It is a good thing for politicians to honor their campaign promises. In that, President Donald Trump is acting in an exemplary way.
But does he have to do it so fast?
In a campaign ideas and ideology dominate, details languish. But once office is won, especially the highest office in the land, there is time to contemplate not just the journey but the best route.
There is a vast amount of know-how and knowledge to be tapped that might, on consideration, temper the ideas of the campaign.
For example, the president, before commanding the hiring of 5,000 more U.S. Customs and Border Protection agents, might have learned how difficult it is to recruit and train these men and women. He might have taken note that there are 1,200 vacancies along the border right now, despite strenuous recruiting efforts.
His early action in pulling the United States out of the Trans-Pacific Partnership (TPP) — a trade deal that was negotiated between 12 Asia-Pacific nations who represent more than 40 percent of the global economy — was done in haste, which might set world history off in a direction that the nation and the world will rue.
One of Trump’s campaign promises, if not the theme of his campaign, was that the United States would be led by the world’s best negotiator, its top dealmaker. Why would he tear up a deal before he had taken time to improve it? There is no art in trashing a deal.
Why would he willingly relinquish a leadership role in global trade to China, which he has called out time and again?
On the face of it, Trump will now have to direct the U.S. Trade Representative to negotiate separate deals with the TPP signatories, possibly taking years. China has proposed the Free Trade Area of the Asia Pacific and the Regional Comprehensive Economic Partnership, stepping right in where the United States has stepped out.
Does Trump want to be known as the president who lost Asia? History is cruel; its mistakes devastating.
Would Trump prefer 28 bilateral trade deals with Europe when he could have 27 plus one, Britain? Europe is our largest trading partner, a relationship worthy of tender loving care, but Trump has encouraged its breakup.
Trump loves to make a grand entrance. He showed that with his stately ride in the company of his wife, Melania, down an escalator in Trump Tower on Fifth Avenue in New York City before announcing his candidacy on June 16, 2015. It was dramatic: the quintessential Trump, showman and grandstander.
His entrance into Washington has been louder and splashier — almost as though it is a finale, not an opening. The city is reeling, the world is agog and the Republicans — to say nothing of the president’s Cabinet nominees — are in the dark about his policies; where his head is at?
The president may not have had as many people at his inauguration as he had wished, but his actions have turned him into a show of shows. Even as the Ringling Bros. and Barnum & Bailey Circus goes out of business, Donald Trump is its temporary replacement: The Greatest Show on Earth. But this big top stands for four years, and no performance lasts that long.
Entrances and showmanship are not statesmanship. Trump needs to begin to show that he can stay the course beyond a grand entrance; he needs to be seen to negotiate for the United States, not just to be the great treaty abrogator.

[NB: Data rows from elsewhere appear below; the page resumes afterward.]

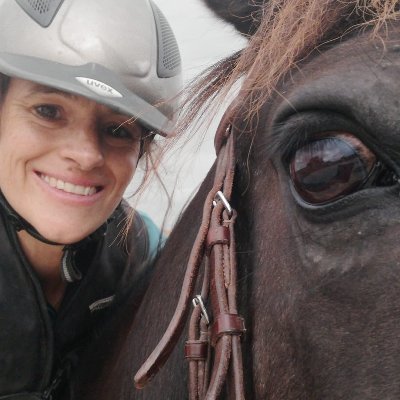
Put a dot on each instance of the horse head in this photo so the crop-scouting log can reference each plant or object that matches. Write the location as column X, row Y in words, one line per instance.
column 316, row 131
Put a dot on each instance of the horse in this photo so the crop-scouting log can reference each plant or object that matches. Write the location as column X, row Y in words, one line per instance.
column 316, row 135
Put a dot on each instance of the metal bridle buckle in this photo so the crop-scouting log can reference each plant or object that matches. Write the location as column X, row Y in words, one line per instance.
column 220, row 196
column 198, row 301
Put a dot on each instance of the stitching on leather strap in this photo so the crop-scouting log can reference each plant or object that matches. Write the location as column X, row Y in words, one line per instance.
column 227, row 324
column 196, row 349
column 218, row 235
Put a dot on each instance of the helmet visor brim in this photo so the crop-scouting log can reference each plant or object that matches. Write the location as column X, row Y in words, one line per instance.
column 89, row 80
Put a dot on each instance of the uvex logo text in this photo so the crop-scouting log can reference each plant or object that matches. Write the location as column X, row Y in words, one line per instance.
column 98, row 87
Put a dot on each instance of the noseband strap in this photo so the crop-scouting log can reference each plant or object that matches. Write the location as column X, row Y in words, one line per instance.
column 209, row 369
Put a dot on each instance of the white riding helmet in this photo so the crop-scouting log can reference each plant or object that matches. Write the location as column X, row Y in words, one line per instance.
column 121, row 53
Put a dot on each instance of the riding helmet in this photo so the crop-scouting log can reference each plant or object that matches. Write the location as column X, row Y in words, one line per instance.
column 121, row 53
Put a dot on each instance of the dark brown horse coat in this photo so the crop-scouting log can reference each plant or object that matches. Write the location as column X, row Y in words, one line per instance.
column 319, row 283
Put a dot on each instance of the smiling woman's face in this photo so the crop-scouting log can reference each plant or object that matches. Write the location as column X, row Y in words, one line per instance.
column 65, row 161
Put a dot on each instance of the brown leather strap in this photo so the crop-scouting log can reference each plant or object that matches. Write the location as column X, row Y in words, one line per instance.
column 218, row 235
column 167, row 343
column 196, row 349
column 227, row 324
column 216, row 242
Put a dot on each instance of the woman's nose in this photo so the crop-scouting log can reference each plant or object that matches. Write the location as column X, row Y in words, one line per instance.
column 84, row 149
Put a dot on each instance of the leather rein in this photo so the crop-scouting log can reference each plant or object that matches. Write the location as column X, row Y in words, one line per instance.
column 213, row 348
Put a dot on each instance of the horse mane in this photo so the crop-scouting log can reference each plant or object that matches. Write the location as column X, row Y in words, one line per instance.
column 288, row 32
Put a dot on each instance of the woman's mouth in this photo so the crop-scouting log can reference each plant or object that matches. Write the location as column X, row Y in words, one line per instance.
column 68, row 186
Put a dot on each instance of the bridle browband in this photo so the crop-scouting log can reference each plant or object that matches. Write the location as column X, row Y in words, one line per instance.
column 213, row 348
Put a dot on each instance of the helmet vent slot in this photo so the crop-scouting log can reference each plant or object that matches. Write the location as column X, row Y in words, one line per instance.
column 169, row 58
column 41, row 11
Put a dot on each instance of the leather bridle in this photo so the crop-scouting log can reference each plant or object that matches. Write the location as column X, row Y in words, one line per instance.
column 213, row 348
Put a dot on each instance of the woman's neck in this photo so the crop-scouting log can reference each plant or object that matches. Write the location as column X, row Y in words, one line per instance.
column 45, row 260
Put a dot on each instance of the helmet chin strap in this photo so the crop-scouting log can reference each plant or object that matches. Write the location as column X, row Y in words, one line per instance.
column 69, row 271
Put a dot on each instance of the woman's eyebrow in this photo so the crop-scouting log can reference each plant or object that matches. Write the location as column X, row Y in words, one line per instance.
column 37, row 88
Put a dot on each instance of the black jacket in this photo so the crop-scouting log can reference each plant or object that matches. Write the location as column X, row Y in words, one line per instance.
column 36, row 347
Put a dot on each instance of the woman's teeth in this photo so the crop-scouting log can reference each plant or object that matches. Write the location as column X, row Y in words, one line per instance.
column 69, row 187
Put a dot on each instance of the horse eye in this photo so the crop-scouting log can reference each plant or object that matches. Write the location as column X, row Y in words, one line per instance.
column 329, row 168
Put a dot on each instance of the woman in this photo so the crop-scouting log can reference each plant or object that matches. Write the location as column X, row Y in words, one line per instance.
column 84, row 85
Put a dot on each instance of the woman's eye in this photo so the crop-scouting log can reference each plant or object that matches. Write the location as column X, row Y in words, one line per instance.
column 121, row 135
column 48, row 111
column 119, row 132
column 329, row 168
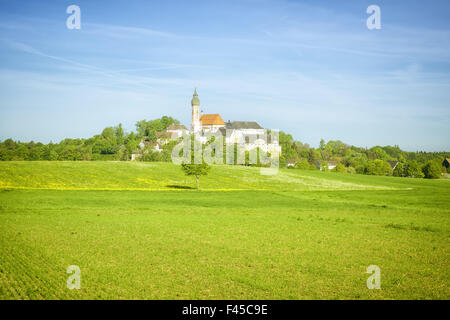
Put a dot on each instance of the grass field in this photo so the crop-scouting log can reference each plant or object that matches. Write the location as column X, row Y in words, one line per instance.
column 137, row 231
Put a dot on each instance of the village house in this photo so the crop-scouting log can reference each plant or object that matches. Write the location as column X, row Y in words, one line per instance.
column 248, row 134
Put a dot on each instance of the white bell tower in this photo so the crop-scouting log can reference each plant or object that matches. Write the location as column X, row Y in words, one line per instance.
column 196, row 125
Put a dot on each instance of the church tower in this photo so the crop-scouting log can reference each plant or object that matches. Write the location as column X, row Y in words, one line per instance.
column 196, row 124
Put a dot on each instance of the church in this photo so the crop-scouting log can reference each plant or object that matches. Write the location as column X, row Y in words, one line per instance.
column 248, row 134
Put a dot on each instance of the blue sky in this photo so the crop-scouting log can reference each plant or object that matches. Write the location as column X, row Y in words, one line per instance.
column 310, row 68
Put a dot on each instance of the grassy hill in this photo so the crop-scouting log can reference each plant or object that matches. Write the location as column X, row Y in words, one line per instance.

Trump made more than 650 promises on the campaign trail. Some he can keep, particularly when they have no more depth than reversing his predecessor’s executive actions.
Having failed to prove the theory that former President Barack Obama was born in Kenya, he seems determined to expunge as much of Obama’s legacy as he can get his hands on.
The big promises, like creating 25 million jobs, boosting the growth rate to between 4 percent and 5 percent and balancing the budget, may require the great dealmaker to do some deals with the country’s expectations.
Grand entrances can lead to ignoble exits.